‘Digger’ was one of several wartime patriotic songs written and recorded by prolific singer-songwriter Jack Lumsdaine, and was released midway through the Second World War.
The song recalls the history of the Diggers of Gallipoli having ‘made Australia’s name’, before describing a soldier in a trench at the battlefront in Europe wistfully recalling iconic parts of his homeland back in Australia.
Popular songs like ‘Digger’ played an important role in motivating Australians and propagandising First and Second World War efforts. ‘Digger’ is also one of a group of songs considered to be from the birth of Australia’s ‘Tin Pan Alley’. It represents the rise of publishing local professional songwriters rather than the work of amateurs, which was the case during the First World War.
John (Jack) Lumsdaine (1895-1948) was one of Australia’s most prominent singers and songwriters of the first half of the 20th century, well known for his topical and patriotic songs.

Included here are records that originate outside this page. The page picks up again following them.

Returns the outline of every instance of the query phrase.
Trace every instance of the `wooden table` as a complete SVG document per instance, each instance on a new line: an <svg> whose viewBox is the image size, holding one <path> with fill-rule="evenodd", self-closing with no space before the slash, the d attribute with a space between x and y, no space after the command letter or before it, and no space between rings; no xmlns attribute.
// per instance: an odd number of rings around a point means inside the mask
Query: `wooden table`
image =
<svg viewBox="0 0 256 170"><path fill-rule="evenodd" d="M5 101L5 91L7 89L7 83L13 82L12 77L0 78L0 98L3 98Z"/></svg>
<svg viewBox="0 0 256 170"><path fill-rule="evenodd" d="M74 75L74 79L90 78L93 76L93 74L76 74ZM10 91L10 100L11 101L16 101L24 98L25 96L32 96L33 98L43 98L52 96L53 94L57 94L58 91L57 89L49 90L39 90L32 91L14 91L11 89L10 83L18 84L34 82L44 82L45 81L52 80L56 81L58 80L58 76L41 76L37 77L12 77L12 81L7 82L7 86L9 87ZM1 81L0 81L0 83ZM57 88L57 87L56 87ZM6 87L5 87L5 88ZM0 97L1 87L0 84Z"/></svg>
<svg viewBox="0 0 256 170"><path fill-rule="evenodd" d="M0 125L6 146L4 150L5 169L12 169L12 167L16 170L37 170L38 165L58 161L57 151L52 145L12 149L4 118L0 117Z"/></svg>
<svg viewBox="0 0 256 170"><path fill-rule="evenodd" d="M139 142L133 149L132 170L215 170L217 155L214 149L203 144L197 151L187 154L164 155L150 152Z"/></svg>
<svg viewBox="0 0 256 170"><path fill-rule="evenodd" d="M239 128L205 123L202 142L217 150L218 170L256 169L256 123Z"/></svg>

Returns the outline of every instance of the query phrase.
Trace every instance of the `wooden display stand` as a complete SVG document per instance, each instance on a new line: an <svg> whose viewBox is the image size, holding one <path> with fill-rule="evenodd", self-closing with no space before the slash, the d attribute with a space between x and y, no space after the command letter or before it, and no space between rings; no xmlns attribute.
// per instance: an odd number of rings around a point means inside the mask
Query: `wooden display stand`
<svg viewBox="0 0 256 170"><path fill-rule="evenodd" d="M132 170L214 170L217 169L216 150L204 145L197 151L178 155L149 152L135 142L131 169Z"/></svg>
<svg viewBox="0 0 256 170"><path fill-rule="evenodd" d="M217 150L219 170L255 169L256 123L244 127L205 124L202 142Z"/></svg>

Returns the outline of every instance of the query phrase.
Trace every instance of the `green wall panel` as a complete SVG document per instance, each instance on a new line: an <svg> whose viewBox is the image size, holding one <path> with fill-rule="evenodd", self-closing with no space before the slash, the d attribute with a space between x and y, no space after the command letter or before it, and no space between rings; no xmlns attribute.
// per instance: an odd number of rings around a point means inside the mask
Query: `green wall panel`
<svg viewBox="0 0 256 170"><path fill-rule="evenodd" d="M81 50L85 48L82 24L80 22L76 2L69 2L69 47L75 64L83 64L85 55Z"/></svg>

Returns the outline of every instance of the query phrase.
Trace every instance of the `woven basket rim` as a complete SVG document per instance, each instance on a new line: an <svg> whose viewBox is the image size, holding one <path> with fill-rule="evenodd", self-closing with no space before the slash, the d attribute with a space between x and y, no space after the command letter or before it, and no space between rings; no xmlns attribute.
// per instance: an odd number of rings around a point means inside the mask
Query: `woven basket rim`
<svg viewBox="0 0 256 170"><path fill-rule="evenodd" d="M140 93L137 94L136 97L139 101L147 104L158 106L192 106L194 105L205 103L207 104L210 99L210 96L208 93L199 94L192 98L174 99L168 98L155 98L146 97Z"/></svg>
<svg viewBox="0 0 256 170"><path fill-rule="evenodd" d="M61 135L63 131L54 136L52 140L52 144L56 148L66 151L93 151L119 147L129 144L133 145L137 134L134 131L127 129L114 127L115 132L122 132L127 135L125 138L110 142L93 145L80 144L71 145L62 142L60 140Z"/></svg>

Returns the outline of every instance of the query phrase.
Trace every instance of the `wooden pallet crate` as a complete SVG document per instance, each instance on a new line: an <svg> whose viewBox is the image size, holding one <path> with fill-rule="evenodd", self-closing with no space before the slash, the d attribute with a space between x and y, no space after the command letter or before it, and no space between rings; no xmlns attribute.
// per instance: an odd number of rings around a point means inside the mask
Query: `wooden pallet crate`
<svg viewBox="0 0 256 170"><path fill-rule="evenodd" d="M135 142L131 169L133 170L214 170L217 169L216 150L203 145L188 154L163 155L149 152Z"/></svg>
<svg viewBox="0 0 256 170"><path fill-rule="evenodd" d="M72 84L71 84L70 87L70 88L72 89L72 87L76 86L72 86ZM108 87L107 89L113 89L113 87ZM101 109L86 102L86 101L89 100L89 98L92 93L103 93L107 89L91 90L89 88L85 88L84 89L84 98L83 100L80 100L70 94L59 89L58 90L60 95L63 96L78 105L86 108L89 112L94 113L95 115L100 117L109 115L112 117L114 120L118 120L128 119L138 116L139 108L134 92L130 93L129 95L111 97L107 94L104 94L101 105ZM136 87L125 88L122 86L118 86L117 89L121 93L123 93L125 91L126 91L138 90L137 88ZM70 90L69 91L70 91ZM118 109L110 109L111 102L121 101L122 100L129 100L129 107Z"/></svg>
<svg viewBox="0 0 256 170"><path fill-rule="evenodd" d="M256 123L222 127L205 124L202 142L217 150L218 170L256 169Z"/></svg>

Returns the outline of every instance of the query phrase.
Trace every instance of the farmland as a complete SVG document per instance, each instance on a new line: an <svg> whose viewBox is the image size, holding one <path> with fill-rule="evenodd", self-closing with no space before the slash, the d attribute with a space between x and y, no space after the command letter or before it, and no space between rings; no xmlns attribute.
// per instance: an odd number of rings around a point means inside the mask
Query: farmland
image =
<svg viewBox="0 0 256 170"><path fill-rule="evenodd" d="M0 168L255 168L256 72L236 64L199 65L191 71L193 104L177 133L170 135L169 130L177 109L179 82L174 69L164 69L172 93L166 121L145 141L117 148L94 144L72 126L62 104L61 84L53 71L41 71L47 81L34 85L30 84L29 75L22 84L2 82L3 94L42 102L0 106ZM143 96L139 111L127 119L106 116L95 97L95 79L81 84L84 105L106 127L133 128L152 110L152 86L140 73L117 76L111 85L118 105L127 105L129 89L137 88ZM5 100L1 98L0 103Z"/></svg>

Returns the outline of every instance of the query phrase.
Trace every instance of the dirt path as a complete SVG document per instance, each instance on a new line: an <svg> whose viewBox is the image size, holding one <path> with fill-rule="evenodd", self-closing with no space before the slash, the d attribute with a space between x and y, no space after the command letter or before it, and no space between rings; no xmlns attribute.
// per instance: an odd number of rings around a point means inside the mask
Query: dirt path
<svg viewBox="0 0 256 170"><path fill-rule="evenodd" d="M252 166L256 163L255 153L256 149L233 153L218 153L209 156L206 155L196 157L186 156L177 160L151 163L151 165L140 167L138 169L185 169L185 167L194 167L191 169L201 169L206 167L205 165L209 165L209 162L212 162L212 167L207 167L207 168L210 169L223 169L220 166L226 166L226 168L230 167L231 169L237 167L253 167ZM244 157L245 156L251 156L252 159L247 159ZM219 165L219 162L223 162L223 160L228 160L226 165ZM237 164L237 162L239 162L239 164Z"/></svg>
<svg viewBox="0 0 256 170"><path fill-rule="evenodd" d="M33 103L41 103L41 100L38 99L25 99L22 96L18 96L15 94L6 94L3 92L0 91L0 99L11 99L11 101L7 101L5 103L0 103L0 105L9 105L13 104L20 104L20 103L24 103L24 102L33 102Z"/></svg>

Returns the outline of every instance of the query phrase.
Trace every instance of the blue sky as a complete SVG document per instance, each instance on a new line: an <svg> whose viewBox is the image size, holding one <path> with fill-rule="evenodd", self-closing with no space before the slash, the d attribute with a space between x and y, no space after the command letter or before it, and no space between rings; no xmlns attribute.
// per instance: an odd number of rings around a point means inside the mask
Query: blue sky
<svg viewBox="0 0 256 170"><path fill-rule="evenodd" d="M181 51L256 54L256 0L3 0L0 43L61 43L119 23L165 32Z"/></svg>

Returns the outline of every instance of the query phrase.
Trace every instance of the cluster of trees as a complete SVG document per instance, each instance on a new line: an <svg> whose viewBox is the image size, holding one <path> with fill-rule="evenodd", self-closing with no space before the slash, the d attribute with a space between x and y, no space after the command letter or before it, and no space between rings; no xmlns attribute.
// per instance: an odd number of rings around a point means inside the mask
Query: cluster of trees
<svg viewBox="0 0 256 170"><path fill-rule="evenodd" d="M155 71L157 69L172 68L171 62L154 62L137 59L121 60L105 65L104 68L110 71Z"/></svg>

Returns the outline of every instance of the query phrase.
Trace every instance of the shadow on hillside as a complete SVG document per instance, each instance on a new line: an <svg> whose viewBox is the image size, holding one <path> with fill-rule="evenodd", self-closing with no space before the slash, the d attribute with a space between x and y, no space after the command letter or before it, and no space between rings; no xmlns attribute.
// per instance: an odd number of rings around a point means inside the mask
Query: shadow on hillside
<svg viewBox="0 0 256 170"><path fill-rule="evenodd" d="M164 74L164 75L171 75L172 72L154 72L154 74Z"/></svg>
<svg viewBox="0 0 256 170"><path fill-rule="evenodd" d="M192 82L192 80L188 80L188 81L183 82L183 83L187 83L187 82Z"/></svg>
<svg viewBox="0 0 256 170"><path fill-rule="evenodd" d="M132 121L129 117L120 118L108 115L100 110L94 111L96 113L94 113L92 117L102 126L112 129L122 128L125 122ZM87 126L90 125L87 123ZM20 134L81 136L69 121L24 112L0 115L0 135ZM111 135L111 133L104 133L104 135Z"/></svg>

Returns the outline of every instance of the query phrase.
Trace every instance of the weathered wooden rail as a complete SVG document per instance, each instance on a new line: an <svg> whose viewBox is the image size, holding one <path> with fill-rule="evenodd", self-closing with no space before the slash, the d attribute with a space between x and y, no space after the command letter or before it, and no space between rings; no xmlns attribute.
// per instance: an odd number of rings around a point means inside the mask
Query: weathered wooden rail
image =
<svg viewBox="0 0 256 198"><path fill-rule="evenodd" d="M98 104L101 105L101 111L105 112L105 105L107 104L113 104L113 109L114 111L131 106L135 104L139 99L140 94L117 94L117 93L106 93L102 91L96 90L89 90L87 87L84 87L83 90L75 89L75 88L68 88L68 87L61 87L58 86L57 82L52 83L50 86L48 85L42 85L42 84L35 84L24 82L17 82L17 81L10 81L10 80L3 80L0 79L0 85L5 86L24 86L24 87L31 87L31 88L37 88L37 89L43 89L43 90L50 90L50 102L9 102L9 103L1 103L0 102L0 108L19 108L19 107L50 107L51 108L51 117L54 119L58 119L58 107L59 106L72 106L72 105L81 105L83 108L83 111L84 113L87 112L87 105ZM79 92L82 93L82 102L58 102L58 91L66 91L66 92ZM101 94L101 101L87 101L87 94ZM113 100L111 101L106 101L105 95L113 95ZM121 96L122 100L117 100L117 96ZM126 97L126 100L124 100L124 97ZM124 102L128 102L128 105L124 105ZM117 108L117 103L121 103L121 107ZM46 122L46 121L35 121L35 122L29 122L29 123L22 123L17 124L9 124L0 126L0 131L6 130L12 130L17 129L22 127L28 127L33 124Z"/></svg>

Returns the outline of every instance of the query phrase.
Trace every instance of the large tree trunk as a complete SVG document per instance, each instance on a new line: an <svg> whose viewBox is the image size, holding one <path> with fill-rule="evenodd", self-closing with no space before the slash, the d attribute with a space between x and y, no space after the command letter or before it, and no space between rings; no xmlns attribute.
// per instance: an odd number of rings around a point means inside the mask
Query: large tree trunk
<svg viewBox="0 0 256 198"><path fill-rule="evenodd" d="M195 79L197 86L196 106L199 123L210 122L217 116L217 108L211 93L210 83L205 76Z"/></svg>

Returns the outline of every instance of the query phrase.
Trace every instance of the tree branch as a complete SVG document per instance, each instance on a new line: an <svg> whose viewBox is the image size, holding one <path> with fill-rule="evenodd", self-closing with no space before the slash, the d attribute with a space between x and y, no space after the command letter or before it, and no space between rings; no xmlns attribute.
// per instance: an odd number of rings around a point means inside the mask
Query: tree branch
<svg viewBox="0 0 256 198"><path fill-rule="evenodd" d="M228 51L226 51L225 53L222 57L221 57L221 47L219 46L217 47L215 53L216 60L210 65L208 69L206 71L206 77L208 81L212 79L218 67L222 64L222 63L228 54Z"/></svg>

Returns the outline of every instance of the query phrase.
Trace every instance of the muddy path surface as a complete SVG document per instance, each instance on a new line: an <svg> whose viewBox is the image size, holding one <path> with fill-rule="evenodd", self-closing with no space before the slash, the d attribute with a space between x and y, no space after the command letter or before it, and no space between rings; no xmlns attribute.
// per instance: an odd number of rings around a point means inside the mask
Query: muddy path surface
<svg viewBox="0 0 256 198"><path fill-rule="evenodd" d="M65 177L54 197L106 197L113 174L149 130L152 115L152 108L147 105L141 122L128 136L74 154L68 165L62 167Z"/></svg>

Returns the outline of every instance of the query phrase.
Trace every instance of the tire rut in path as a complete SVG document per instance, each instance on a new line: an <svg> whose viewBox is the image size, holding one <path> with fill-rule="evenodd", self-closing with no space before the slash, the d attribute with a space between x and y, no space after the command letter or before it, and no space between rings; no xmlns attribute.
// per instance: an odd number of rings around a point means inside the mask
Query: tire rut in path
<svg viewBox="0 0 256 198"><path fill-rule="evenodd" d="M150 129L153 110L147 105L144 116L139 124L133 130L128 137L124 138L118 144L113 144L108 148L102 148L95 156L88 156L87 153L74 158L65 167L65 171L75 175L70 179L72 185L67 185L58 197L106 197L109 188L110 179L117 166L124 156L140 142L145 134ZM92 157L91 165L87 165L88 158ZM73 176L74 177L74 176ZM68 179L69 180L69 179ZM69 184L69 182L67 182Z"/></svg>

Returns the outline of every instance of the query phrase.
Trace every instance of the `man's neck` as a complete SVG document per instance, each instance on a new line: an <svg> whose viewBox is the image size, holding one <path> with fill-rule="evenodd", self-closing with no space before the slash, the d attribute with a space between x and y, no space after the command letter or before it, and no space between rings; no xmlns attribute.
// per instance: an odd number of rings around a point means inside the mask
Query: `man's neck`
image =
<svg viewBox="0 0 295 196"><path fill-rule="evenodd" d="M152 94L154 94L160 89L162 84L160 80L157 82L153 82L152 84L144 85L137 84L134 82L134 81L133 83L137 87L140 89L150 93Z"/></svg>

He worked for print music publishers Allans Music and J Albert and Sons after his First World War service, touring Australia and New Zealand to promote new works, including his own. He later worked as a composer, arranger and performer on the Tivoli vaudeville circuit, and as radio announcer for 2FC then 2GB.
He began his recording career in 1926 with Columbia in Sydney, with many of his songs also recorded by notable singers of the period such as Peter Dawson.